Yankee Group Research Inc. has recently conducted a survey showing that nearly 80% of businesses are running Macs in-house, almost double the percentage of two years ago.
“Then, we were talking about onesies and twosies,” said Laura DiDio, a research fellow at Yankee Group Research Inc. who conducted a survey of more than 700 senior IT administrators and C-level executives. “Now the number of actual users is very significant. A number of the businesses said that they had 50 or 100 or even several thousand Macs deployed.”
In early 2006 DiDio had polled numerous corporate IT professionals on Mac deployment in which 47% had claimed to have had Apple hardware in their environments. Impressed with the overall turnout of Mac usage in the corporate sector, considering what little effort had been put into this part of the market, DiDio noted “This isn’t a tidal wave, but it’s certainly a sustained trend. Apple has a beachhead in business. Where it once had just 1-to-2% market share in corporate, now they’re up to 8-to-10%.”
Twenty-one percent of the firms polled in the survey had noted the use of 50 or more Macs in operation.

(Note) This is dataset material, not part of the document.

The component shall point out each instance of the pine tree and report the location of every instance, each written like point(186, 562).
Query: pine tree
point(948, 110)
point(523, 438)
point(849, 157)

Enterprise use on this scale shows Apple’s graduation into the big leagues.
“Among the reasons businesses cited for adopting Macs, the most surprising was the ability to virtualize other operating systems, primarily Microsoft Corp.’s Windows, on Mac hardware. “That’s clearly spurring some businesses,” DiDio said. “A number of the respondents said, ‘Oh, guess what, we’re using the Mac to load Vista or XP on there and using Mac hardware.”
Over one fourth of the firms surveyed said they are running Windows in a virtual machine on the Macs that they currently have. 22% have noted that their Macs are set up to boot either Windows or Mac OS X through the use of Boot Camp.
In a soon to be released report, DiDio writes “There’s no doubt that user confidence in the reliability of both the Macintosh hardware and software products is having a tangible impact on corporate purchasing and deployment trends.”
There is no doubt that Macs are becoming a far more viable choice to run in enterprise settings. IT guys be warned, your days may be numbered.